West was sentenced to years in federal prison, and saw most of his assets stripped by Johnny Law. Cue the mea culpas, the public self-flagellation, the Behind-the-Music-cum-come-to-Jesus fall-and-redemption arc that sees him reemerge as a poster boy for Humble Contrition.

Yeah, well, F@#$ all that. Because instead of ruminating on the terrible magnitude of his sins, West spent his years in the big house planning his comeback (which is going rather well now, F@#$ you very much) and writing a series of books chronicling both his own story and his thoughts on crime, punishment, and the weird, savage herd instincts of American society circa the 21st century.

“In some sense, mug shot newspapers are a more civilized throwback to the good old days when Romans mobbed the Colosseum to see the lions ripe the genitals off naked criminals.”

— Scott West, TCBVOGIBG

The Crook Books Volume One: Good Intentioned Bad Guys is the first book of that series, and it is available now in… well, mostly in places owned by the West family, like Earth to Old City, and maybe Preservation Pub, if you’re lucky…

And this is why you should purchase a copy for yourself, or else steal someone else’s, if you have a half a chance: Reading this book is just about the most fun as you can possibly have for $16 without risking jail, or maybe waking up in the emergency room…

TCBVOGIBG is what might have happened if Fyodor Dostoyevsky had lived in America in the 21st century, and decided to author a bathroom reader in the bleary throes of a whiskey bender.
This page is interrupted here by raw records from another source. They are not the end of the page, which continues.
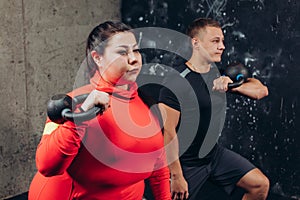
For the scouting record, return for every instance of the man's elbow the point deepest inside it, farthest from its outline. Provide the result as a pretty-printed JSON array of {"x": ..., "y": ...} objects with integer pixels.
[{"x": 263, "y": 92}]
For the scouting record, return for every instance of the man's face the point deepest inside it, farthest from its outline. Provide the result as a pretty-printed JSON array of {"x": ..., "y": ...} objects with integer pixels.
[{"x": 211, "y": 44}]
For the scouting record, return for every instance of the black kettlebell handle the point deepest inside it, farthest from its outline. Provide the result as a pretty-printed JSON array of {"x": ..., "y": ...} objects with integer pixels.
[
  {"x": 238, "y": 73},
  {"x": 60, "y": 108},
  {"x": 236, "y": 84}
]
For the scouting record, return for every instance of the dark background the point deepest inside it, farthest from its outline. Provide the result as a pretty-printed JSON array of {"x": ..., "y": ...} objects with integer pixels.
[{"x": 265, "y": 36}]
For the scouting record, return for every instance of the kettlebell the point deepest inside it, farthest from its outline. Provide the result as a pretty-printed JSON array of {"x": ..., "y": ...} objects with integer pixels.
[
  {"x": 60, "y": 108},
  {"x": 238, "y": 73}
]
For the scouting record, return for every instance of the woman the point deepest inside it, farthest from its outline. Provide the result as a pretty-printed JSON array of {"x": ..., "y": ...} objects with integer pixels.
[{"x": 110, "y": 156}]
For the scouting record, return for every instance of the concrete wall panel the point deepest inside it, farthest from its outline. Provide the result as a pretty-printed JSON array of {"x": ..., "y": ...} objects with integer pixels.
[{"x": 42, "y": 46}]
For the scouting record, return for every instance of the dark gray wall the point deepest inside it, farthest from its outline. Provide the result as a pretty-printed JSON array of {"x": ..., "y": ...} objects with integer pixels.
[
  {"x": 42, "y": 44},
  {"x": 265, "y": 36}
]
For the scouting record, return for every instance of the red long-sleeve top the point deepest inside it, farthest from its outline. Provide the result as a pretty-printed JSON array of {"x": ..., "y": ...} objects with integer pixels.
[{"x": 108, "y": 157}]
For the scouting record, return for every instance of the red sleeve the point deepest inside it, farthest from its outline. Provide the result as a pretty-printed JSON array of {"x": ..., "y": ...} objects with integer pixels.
[{"x": 57, "y": 150}]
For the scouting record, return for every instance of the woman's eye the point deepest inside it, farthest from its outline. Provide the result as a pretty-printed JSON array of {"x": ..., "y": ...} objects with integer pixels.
[{"x": 136, "y": 51}]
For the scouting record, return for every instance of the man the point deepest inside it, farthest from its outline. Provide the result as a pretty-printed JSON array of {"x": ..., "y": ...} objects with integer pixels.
[{"x": 195, "y": 91}]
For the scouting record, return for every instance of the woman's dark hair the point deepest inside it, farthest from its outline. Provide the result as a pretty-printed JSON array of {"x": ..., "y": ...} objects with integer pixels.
[{"x": 97, "y": 40}]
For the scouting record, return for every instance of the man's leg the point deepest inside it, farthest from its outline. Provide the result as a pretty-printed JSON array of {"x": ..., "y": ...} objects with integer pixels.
[
  {"x": 231, "y": 170},
  {"x": 256, "y": 185}
]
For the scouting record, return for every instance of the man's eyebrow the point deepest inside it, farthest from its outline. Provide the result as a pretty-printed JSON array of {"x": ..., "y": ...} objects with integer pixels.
[{"x": 127, "y": 46}]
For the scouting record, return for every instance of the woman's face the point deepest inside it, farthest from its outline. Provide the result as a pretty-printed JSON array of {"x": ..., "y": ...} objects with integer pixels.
[{"x": 121, "y": 61}]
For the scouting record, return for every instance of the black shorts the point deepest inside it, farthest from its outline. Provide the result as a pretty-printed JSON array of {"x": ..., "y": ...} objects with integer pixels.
[{"x": 225, "y": 170}]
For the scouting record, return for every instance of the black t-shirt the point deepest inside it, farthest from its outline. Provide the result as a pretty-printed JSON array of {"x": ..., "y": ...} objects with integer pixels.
[{"x": 202, "y": 112}]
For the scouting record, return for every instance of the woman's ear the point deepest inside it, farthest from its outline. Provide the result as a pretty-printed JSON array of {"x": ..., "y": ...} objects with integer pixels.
[{"x": 96, "y": 57}]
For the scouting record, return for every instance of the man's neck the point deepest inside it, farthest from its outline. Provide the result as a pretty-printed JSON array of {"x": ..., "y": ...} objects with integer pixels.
[{"x": 198, "y": 65}]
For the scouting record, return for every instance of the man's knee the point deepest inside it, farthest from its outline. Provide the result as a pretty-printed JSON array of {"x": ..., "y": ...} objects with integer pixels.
[
  {"x": 264, "y": 183},
  {"x": 255, "y": 180}
]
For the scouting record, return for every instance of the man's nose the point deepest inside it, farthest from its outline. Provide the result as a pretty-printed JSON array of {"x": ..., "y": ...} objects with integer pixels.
[{"x": 132, "y": 57}]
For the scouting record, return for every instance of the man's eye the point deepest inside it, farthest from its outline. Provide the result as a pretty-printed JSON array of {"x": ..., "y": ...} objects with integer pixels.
[{"x": 122, "y": 52}]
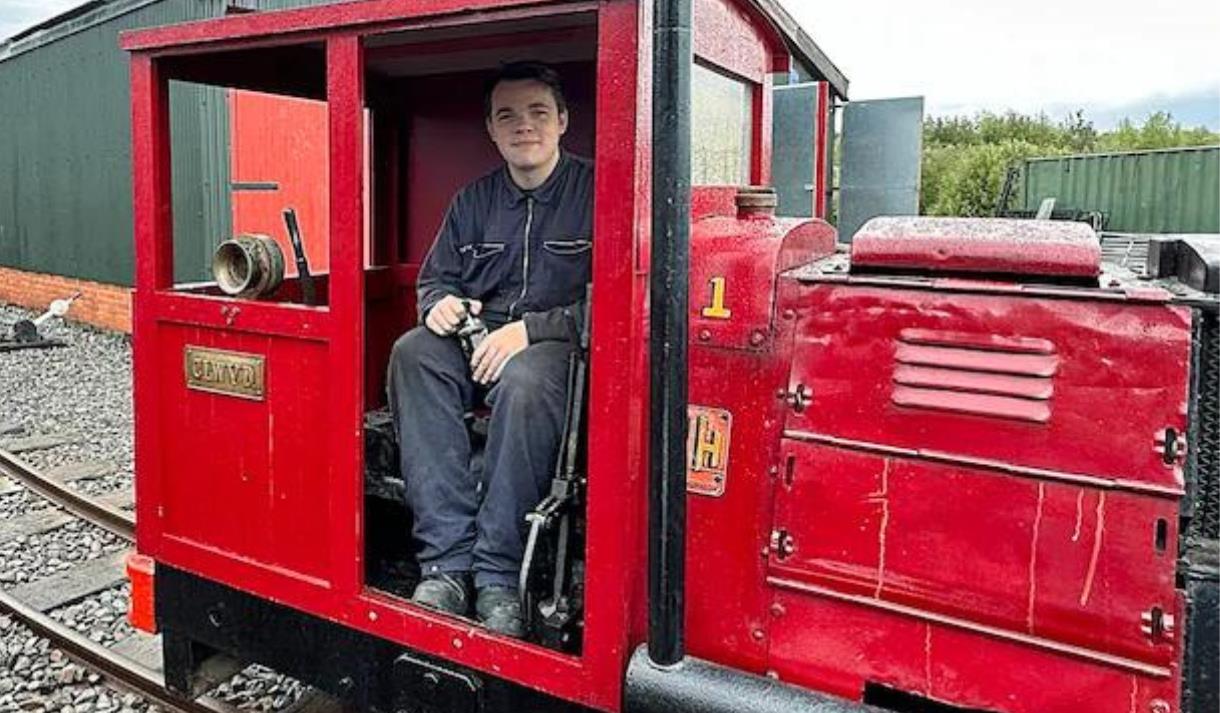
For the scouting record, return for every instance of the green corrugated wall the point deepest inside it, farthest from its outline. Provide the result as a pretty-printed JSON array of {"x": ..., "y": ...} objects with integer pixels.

It’s part personal musing, part biography, part history lesson, and part philosophical treatise, if sociopaths wrote philosophical treatises.

It’s also got some really mad cool pictures, mostly courtesy of jailhouse artist and fellow conspirator Mark Cort. If necessity is the mother of invention, then prison is the mother of all necessity: Cort, aka the D-Pod Da Vinci, made most of the clever caricatures and cartoons featured in the book with art utensils cobbled from weird prison detritus. Paint brushes fashioned from plastic sporks, tied with mattress threads, tipped with human hair. Paints created from coffee grounds and melted M&M shells… you get the idea.

Is the book self-serving? Hell, yes it’s self-serving, and you can make damn sure there are no apologies for that. But if you read TCBVOGIBG with anything like an open mind, you may find yourself slightly swayed, if not outright won over to West’s perspective. At the very least, you won’t look at issues of crime, punishment, and public morality in quite the same way ever again.

“The point of being a good-intentioned rule-breaker, after all, is freedom from bosses and bureaucracies, not to commit crimes.”